In other words, Roberts doesn’t need to keep the opinion for himself by joining a pro-ObamaCare majority because he can count on Kennedy to write a narrow, generally conservative-ish opinion instead. Fair point, but there are two X factors. One: Given the magnitude of this decision, Roberts may feel obliged as chief justice to author the opinion. This case is likely to be the one, more than any other, for which his Court is remembered. If he’s on the fence about whether to vote yes or no, he might side with the majority in the interest of taking full ownership of it. Two: Roberts may simply be leery of a 5-4 decision in a case as politically radioactive as this one. Trende notes, correctly, that polls show that the public wants to see O-Care struck down, but getting to the right result substantively doesn’t necessarily mean that the public will support how the Court did it procedurally. If the mandate dies 5-4, the left’s media war on the Court will be ferocious; low-information voters will endure days worth’ of commentary on the news about the decision being illegitimate because it was “politicized.” Which is to say, the Court’s prestige could suffer even if it reaches a decision that most people otherwise support on the merits. Maybe Roberts doesn’t care about that — if he’s voting on principle, why should he? — but if he does, then 6-3 to uphold may do more for him prestige-wise than 5-4 to strike down.

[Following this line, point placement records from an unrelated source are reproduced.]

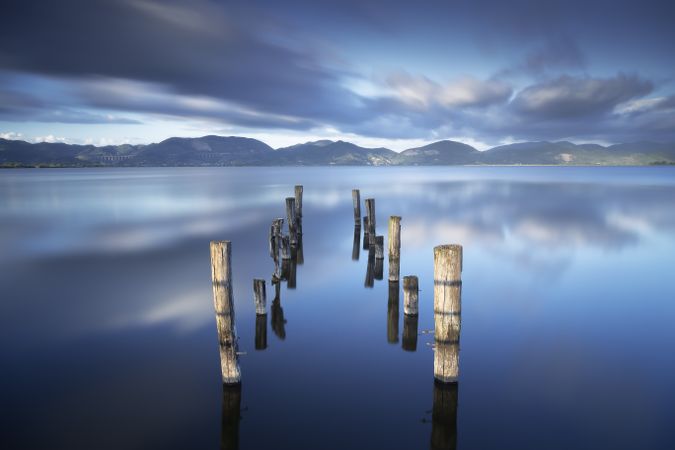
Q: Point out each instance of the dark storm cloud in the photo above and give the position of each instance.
(568, 96)
(286, 65)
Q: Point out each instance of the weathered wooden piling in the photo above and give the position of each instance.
(370, 212)
(278, 321)
(444, 416)
(394, 248)
(261, 331)
(285, 247)
(356, 200)
(223, 301)
(292, 220)
(392, 312)
(410, 295)
(230, 416)
(379, 247)
(259, 296)
(447, 311)
(370, 268)
(298, 201)
(356, 247)
(365, 232)
(409, 337)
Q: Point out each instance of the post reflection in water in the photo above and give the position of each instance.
(356, 248)
(409, 338)
(444, 416)
(261, 331)
(278, 321)
(230, 416)
(392, 312)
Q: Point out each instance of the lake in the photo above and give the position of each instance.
(108, 336)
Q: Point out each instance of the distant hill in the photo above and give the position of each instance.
(241, 151)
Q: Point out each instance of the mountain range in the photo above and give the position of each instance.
(241, 151)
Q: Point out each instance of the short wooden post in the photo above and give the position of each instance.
(392, 313)
(223, 301)
(394, 248)
(409, 339)
(370, 268)
(410, 295)
(278, 321)
(447, 311)
(356, 247)
(365, 232)
(261, 331)
(444, 416)
(259, 296)
(285, 247)
(356, 200)
(370, 212)
(298, 201)
(379, 247)
(292, 221)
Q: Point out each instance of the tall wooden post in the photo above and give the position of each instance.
(356, 247)
(394, 248)
(370, 212)
(447, 311)
(410, 295)
(356, 200)
(223, 302)
(392, 312)
(292, 221)
(298, 201)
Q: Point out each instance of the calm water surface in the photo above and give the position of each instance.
(108, 337)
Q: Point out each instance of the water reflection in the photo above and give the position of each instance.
(230, 416)
(444, 417)
(409, 339)
(261, 331)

Especially since erasing the law via repeal under President Romney is available to the public four months from now.

One more tea leaf — a juicy one, from Ed Whelan of Bench Memos:

As I understood it when I was a law clerk for Justice Scalia twenty years ago, there was an etiquette at the Court that any single justice would read a dissent from the bench no more than once each term. I gather that that etiquette is no longer uniformly acknowledged or accepted—Justice Ginsburg, I believe, has read two or more dissents in some terms. But I believe that the public record would show that Scalia has continued to abide by it…

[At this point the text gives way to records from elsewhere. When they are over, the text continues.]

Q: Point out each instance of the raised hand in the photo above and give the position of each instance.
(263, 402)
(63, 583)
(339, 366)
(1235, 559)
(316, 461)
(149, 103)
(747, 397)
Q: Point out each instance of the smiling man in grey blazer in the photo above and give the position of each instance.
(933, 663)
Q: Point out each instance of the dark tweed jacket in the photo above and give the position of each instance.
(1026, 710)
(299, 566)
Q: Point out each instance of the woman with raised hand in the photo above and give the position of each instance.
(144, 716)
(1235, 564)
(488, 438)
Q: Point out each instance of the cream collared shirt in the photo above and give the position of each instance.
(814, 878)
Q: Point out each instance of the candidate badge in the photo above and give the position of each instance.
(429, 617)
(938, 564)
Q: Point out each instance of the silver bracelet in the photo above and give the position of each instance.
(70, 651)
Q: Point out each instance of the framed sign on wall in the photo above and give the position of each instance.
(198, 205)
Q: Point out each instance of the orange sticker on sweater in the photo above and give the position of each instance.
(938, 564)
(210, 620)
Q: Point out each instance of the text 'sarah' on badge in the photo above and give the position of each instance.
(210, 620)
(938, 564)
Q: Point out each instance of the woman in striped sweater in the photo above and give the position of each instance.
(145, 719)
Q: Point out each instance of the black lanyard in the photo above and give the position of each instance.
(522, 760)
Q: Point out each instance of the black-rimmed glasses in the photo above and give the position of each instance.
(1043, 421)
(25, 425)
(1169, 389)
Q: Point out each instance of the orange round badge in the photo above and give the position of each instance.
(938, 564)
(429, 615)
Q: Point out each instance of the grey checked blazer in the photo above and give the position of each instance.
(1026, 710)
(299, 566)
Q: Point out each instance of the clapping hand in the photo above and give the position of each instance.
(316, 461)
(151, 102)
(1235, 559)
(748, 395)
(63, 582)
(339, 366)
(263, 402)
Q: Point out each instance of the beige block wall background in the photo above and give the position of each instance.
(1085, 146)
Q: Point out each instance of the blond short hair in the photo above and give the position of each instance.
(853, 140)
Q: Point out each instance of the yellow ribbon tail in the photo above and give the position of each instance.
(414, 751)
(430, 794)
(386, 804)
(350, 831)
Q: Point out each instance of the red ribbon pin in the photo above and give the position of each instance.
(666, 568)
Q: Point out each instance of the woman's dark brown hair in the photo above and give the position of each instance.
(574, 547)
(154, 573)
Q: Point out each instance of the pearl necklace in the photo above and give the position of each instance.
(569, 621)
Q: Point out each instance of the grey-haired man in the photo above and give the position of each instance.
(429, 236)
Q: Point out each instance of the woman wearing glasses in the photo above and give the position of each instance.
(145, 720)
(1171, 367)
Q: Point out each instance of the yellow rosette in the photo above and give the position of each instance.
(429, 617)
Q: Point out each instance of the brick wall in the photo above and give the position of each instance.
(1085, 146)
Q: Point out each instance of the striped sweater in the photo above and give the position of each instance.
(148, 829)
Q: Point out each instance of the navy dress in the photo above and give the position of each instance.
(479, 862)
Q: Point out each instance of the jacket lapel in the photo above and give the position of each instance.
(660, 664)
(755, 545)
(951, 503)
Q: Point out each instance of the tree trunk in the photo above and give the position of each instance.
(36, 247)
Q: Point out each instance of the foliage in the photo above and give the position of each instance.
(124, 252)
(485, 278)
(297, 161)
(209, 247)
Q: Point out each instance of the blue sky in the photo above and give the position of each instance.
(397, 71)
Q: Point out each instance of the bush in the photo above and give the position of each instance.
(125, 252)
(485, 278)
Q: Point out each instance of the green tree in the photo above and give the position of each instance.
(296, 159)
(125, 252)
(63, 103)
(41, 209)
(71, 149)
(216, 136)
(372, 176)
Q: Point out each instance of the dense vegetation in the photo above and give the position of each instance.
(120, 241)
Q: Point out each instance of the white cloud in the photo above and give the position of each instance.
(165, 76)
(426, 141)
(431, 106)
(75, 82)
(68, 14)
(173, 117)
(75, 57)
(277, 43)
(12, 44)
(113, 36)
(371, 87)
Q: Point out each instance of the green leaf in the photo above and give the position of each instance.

If the Chief Justice were authoring an opinion upholding the individual mandate and if Scalia were dissenting from that holding, Scalia, as the senior justice in dissent, would have the prerogative to assign himself the lead dissent. I don’t see why he would pass over that option. Further, given what seem to be the relative magnitudes of the Obamacare and Arizona immigration cases, I think it highly likely that Scalia would preserve the Obamacare dissent for the one he would read from the bench. Indeed, the fact that his dissent in the Arizona case was a solo dissent (neither Thomas nor Alito joined it) makes it even less likely as a choice.

I’d never heard that before but it’s intriguing. Any Court-watchers out there know if Scalia’s ever read his dissents from the bench more than once per term? My only quibble with Whelan’s reasoning is that the ObamaCare case isn’t business as usual, so I’m not sure why we should expect any justice to follow normal protocol. If I’m not mistaken, most cases get one hour of oral argument before the Supremes. ObamaCare got six hours over the course of three days. Wouldn’t surprise me if every last member of the Court wrote an opinion tomorrow and each insisted on reading a bit from it, just to leave his/her fingerprints on history. If Scalia was ever going to break his once-per-term habit for a dissent, this would be the time.

Update: Whoops. I was looking at an older version of Whelan’s post; he’s since updated it to note that Scalia has, in fact, read another dissent from the bench this term, so the informal “one and done” rule obviously is no longer in effect. No tea leaf there.